Ils prennent alors rendez vous avec le curé, le Père Marc Lambret, pour évoquer leur demande. Cette rencontre ne se déroulera que le 22 mai 2009 et sera le théâtre d’un échange très tendu avec le curé qui leur fait comprendre qu’il ne veut rien entendre.
Le 29 mai 2009, les demandeurs mettent en place une demande plus formelle signée par huit familles de paroissiens qu’il adresse au curé le 3 juin 2009 avec copie à l’archevêque de Paris, à la nonciature apostolique et à la commission “ Ecclesia Dei ”.
Le curé répond aux demandeurs qu’il souhaite rencontrer à tour de rôle chacune des familles demandeuses. Le coordinateur de la demande lui répond que cela sera interprété par certains comme une forme d’intimidation, que les familles préféreraient le rencontrer toutes ensemble. Il propose des dates pour une rencontre. Celle-ci n’aura jamais lieu.
Dans les semaines qui suivent, la liste des demandeurs continue à s’accroître et se compose de plus de 20 familles à la fin 2009. Une nouvelle lettre est alors adressée au curé et à la commission “ Ecclesia Dei ” qui répond « que cette demande représenterait une des plus sérieuses demandes parisiennes ».
Depuis, le doyenné du 18ème continue de faire le mort mais les demandeurs sont toujours présents, dans l’espérance de pouvoir vivre bientôt leur foi catholique dans leur paroisse (ou au moins dans leur doyenné !) au rythme de la forme extraordinaire du rite romain.
Dans le diocèse de Paris, la fidélité au Pape tant invoqué contre les traditionalistes, est à géométrie variable. Ce n’est pas la demande qui manque, c’est la volonté de la satisfaire, dès le niveau paroissial. Car l’une des grandes nouveautés du motu proprio Summorum Pontificum est bien de rendre le curé « décisionnaire » en la matière. Pour le bien des âmes ; pas en fonction des querelles idéologiques héritées des années 70 !

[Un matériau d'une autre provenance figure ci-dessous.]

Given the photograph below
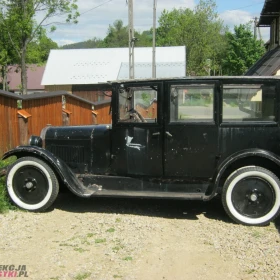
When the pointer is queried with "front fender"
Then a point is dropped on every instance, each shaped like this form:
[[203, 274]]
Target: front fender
[[59, 166], [233, 158]]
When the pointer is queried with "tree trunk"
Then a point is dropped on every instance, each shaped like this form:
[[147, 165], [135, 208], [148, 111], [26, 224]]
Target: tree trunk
[[4, 77], [23, 70], [24, 41]]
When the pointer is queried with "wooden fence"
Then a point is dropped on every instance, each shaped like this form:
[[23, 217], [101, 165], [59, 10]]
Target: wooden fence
[[40, 110]]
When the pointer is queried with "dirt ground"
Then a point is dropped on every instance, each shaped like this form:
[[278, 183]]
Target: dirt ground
[[106, 238]]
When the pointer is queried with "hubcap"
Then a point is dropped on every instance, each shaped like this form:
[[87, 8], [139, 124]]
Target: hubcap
[[30, 184], [253, 197]]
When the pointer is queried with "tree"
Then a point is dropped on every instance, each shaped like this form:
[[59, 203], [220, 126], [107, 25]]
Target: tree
[[117, 36], [38, 50], [243, 50], [22, 28], [200, 30]]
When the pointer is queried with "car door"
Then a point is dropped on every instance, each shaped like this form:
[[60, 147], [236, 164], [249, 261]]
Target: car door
[[191, 129], [137, 129]]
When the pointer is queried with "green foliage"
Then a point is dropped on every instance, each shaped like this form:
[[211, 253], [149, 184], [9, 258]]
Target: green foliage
[[38, 50], [18, 17], [200, 30], [243, 50]]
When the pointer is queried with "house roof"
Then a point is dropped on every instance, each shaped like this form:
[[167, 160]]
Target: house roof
[[271, 10], [10, 94], [268, 65], [93, 66], [34, 77], [50, 94]]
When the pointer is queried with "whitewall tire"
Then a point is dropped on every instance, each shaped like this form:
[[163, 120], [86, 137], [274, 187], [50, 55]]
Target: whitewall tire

Merci pour ce récit si intéressant. Il démontre que la liberté religieuse n’est pas respectée dans l’Eglise. Le caporalisme spirituel, exercé de plus sans titre juridique ou moral, est la plaie de l’Eglise qui est en France.
Génial ! Etre pragmatique est bien une qualité d’une foi incarnée. La branche de l’ Eglise, qui se veut ouverte et progressiste, se rendra-t-elle un jour à l’évidence que reconnaitre la tradition, est une attitude d’ouverture ? Que l’avenir de l’Eglise puise ses racines dans son passé, sa Tradition ! Reconnaitre l’existence de Dieu, pratiquer sa foi n’est tout de même pas une honte au pays des droits de l’homme ??? !!! Ou bien ! ?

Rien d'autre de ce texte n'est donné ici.